Though roadside bombs target U.S., NATO and Afghan troops, the blasts have killed a record number of civilians this year as well. Nine Afghans riding in a vehicle died in a bomb blast Tuesday in Kandahar province, said Daud Farhad, a doctor at Kandahar's Mirwais hospital.

"The enemy has moved to increase the use of indiscriminate IEDs against our forces as well as the Afghan people," said U.S. Lt. Col. Todd Vician, a spokesman for the NATO-led force. He said IED attacks are up in part because of increased operations by NATO troops.

Afghan soldier deaths from IEDs are also up sharply, Azimi said, but had no figures. A roadside bomb in Zabul killed two Afghan soldiers Tuesday, said Lt. Gen. Sher Mohammad Zazai.

At least 14 NATO troops, including at least seven Americans, have died in bomb blasts this month.

Some 4,000 U.S. Marines who stormed into southern Helmand province last month were confronted with dozens of bombs buried in Afghanistan's dirt roads. Militants have become more sophisticated at hiding the bombs, and insurgents have begun planting several in small areas, troops say.

British troops operating in Helmand have also suffered greatly from roadside bombs. A record number of British troops — 22 — died in Afghanistan last month, including 12 from explosions, raising an outcry in Britain about a lack of helicopters and other equipment.

More than 230 coalition troops were wounded in bomb attacks last month, more than triple the 67 wounded last July, U.S. figures show. Joint Task Force Paladin, the counter-IED unit at the main U.S. base at Bagram, predicted earlier this year that IED attacks would rise 50 percent in Afghanistan in 2009.

A recent U.N. report said at least 1,013 civilians were killed in the first six months of this year from insurgents bombs, compared with 818 for the same period in 2008 — an increase of 24 percent.

Even as bomb blasts spike in Afghanistan, such attacks have dropped precipitously in Iraq.

No coalition troops died in Iraq last month from bomb attacks, only the second month that's happened since the military began keeping statistics in June 2003. March 2009 was the other month. The number of IED incidents in Iraq fell from 557 in July 2008 to 166 last month. Only nine of those incidents were classified as effective attacks.

The NATO command in Afghanistan said Tuesday that three U.S. troops died in southern Afghanistan in separate "hostile fire incidents." It did not disclose the exact location of the attacks. The first died of wounds suffered in an incident that occurred Saturday, another died Sunday and the third died Monday, a NATO statement said.

At least 27 foreign troops, including 18 Americans, have died in August, a record pace, according to an Associated Press count. July, when 75 troops died, was the deadliest month in Afghanistan for U.S. and NATO forces since the 2001 U.S. invasion. Forty-four Americans died last month.
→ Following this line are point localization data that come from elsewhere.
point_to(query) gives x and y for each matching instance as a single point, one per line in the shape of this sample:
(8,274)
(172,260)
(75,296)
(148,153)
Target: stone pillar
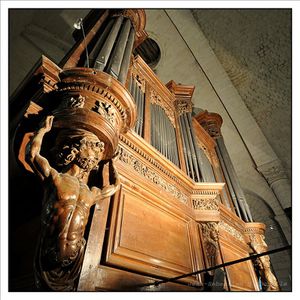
(277,179)
(212,123)
(255,234)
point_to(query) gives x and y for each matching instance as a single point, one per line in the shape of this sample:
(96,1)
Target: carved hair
(69,142)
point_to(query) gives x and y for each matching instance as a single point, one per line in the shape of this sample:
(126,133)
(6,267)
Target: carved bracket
(256,240)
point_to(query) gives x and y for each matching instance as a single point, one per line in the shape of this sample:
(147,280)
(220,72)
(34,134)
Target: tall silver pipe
(126,59)
(191,145)
(203,172)
(189,162)
(119,49)
(142,112)
(104,54)
(138,106)
(165,134)
(175,147)
(139,98)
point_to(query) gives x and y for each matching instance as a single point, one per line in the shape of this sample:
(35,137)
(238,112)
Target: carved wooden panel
(147,237)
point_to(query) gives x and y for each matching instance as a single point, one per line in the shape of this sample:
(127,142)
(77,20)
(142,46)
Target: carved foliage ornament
(143,170)
(183,106)
(156,99)
(258,244)
(205,204)
(106,110)
(210,232)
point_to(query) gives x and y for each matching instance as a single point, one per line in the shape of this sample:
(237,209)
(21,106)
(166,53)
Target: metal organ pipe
(126,59)
(188,151)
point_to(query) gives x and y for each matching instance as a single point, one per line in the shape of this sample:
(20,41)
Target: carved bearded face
(90,153)
(80,147)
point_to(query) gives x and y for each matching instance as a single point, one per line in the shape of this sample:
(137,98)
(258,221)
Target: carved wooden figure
(67,202)
(269,280)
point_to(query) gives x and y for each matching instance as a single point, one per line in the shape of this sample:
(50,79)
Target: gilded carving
(156,99)
(183,106)
(143,170)
(210,232)
(71,102)
(102,93)
(205,204)
(67,201)
(258,244)
(106,110)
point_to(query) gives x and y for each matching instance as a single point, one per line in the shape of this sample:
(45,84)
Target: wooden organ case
(177,206)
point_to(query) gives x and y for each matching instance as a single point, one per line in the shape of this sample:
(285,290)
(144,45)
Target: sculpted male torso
(67,201)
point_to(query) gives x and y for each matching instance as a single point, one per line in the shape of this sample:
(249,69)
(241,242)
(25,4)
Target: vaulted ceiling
(254,47)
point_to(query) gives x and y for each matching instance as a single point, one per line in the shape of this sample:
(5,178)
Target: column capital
(211,122)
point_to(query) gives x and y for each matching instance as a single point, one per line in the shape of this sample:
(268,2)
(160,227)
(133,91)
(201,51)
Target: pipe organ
(134,187)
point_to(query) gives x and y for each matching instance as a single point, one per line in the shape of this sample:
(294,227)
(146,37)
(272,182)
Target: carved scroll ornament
(146,172)
(210,232)
(257,243)
(156,99)
(66,203)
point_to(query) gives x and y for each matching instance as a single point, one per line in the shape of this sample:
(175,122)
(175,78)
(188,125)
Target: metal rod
(126,58)
(104,54)
(119,49)
(233,262)
(187,151)
(95,52)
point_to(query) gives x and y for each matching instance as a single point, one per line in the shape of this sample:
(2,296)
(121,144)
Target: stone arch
(281,261)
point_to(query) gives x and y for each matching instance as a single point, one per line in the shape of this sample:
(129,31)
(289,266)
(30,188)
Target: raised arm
(39,163)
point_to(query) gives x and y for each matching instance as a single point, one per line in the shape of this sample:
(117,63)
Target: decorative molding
(155,98)
(232,231)
(146,172)
(102,92)
(71,102)
(272,171)
(183,106)
(210,232)
(106,110)
(205,204)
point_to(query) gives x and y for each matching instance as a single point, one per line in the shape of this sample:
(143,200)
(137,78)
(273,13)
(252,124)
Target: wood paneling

A Polish soldier and 22 Taliban insurgents also died in the latest violence.

Polish Capt. Daniel Ambrozinski, 32, disappeared Monday after his foot patrol of about 50 Afghan and Polish troops came under fire, Poland's Defense Ministry said. His body was found early Tuesday in Ajristan, in eastern Ghazni province.

Afghan officials said clashes and airstrikes in the south of the country killed nearly two dozen Taliban fighters. Twelve insurgents died in airstrikes and clashes with Afghan and Western forces on the border of Ghazni and Zabul provinces, said Wazir Khan, a local official. The militants were killed late Monday inside a compound, Khan said.

Ten Taliban were killed in Uruzgan Monday night in a fight with Afghan and foreign troops, Zazai said.

Elsewhere in the south, British troops seized a quarter ton of opium and killed seven militants in a major air assault involving 300 troops and 18 U.S., U.K. and Australian helicopters, officials said. The troops found 550 pounds (250 kilograms) of wet opium.